Cookbooks that had special recipes for people who were forced to cook with few ingredients were printed; even simple staples like sugar, salt, and pepper were hard to come by for many. So what did they eat? These are some of the most common meals that people ate during the Depression era.
Prunes are cheap and can last a long time before they spoil so they became a common ingredient for people unable to afford fresh fruit. Prune Pudding became popular thanks to First Lady Eleanor Roosevelt, who made her husband eat the dessert every day as a way to show solidarity with the average American. Prunes aren’t the most delicious of fruits, so those who could afford sugar and eggs added them for flavor.
Creamed Chip Beef (SOS)
Dried meat is a cheaper alternative to fresh meat, and during the Great Depression, it became necessary not just for the price but also because it could be stored for a longer period of time. Creamed Chip Beef became a popular dish that used dried beef, flour, butter, and milk and then served on a slice of bread.

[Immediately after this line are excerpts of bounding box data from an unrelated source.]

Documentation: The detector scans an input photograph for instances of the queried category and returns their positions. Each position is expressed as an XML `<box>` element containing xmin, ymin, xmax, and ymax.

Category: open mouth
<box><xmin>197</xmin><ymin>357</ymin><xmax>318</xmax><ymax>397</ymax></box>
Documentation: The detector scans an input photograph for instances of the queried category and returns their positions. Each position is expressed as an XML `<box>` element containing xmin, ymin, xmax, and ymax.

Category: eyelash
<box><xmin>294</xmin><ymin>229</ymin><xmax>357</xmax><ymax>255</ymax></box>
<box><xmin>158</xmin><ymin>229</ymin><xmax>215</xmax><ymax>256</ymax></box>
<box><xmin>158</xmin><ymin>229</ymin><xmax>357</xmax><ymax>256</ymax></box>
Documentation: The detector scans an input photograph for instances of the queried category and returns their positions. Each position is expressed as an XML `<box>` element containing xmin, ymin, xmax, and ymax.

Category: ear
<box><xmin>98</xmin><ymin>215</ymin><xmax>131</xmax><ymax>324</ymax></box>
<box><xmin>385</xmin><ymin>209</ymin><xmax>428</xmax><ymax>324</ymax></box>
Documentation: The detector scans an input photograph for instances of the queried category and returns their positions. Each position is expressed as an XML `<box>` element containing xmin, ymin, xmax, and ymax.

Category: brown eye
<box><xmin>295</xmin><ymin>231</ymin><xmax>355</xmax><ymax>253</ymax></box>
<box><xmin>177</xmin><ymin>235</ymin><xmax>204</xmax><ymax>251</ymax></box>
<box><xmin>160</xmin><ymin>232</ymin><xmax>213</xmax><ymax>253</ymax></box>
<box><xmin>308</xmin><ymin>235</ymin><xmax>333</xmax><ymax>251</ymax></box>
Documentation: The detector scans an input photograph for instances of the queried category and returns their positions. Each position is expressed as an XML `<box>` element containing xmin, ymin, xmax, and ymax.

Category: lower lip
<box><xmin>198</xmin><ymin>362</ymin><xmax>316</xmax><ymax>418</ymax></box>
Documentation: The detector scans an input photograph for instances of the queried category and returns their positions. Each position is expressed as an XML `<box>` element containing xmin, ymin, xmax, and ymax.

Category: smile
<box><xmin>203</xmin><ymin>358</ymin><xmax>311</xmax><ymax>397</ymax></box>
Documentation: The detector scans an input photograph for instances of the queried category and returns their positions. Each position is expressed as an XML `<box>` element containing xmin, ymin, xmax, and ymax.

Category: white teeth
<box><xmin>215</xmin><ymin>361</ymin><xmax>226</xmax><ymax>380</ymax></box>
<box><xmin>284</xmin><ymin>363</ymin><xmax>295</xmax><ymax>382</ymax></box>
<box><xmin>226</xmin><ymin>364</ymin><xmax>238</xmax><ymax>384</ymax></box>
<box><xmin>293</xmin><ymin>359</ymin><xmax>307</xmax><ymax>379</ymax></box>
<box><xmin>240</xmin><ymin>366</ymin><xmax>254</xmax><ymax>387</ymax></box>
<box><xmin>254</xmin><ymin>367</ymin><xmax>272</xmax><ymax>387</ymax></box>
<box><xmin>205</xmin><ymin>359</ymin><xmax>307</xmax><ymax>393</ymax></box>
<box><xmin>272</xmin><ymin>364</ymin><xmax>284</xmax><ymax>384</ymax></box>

The dish wasn’t known for its good flavor though, since it earned the nickname SOS, which meant either “sh$t on a shingle” or “save our stomachs”. SOS is also a universal code for an emergency at sea, and though the ingredients were readily available and affordable, it was not a dish anyone would willingly choose if they had the option to eat something else.
President Herbert Hoover was president when the Great Depression began, and many Americans blamed him for the economic downfall of the country. Homeless encampments sprung up all over the country and were called Hoovervilles in honor of the man many blamed for losing their homes.
The communities that lived in Hoovervilles made soup for everyone, but it was a thin soup that used basic ingredients like hot dogs, macaroni, and whatever canned vegetables could be found. Having homeless encampments and a disgusting soup named after him probably didn’t help him during the 1932 election where Franklin Roosevelt won in a landslide.
For many Americans who lived in cities, it was impossible to start a garden like others who had yards in the suburbs. So, without access to yards to grow their fruits and vegetables, urban Americans were left to forage in empty lots or public parks. Dandelions grow almost everywhere, so it became a common item to forage, and many Depression-era recipes used dandelions as a key ingredient. It’s not the tastiest or hardiest of greens, which is why you never see it in a salad today, but in the 1930s, people were desperate.
If there is one thing that Americans have always loved, it is pie. The saying “As American as apple pie” exists because pies, especially apple, blueberry, peach, and cherry pies are the best. However, during The Depression, it was very difficult to afford enough apples, blueberries, peaches, or cherries to make a pie, but Americans could not live without dessert. So, substitutions were made to mimic a fruit pie.
One recipe was Vinegar Pie, which used apple cider vinegar, flour, butter, salt, and other simple ingredients. It sort of tasted like apple pie but was only eaten when real apples weren’t available. It was also called Desperation Pie, so it wasn’t something people were clamoring to eat every week. There was also Mock Apple Pie, which used crumbled crackers, lemon juice, cinnamon, butter, and syrup as filling. Though there were no apples involved, it tasted good enough to forget that it was fruitless.
Macaroni and Cheese
One Depression-era food that is still around today is Mac and cheese. Today everybody loves to eat some macaroni pasta covered in thick, creamy cheese. Whether it is homemade or out of a box, it is an American favorite. What many people don’t know is that it was invented in the 1930s as a cheap way to feed a family.
Today, it is an easy meal for kids or even broke college students, but during The Depression, it was meant to feed a whole family with just one box. Even though the economy would not improve until the 1940s, companies were looking for ways to profit from the meager food options and created cheap boxed meals that families could use when fresh ingredients were unavailable.
Kraft Foods began selling a box of dried macaroni pasta with powdered cheese that cost only 19 cents. It sold 8 million boxes in the first year, and even after The Depression ended and America became prosperous, it is one of the few food items that Americans continued to eat.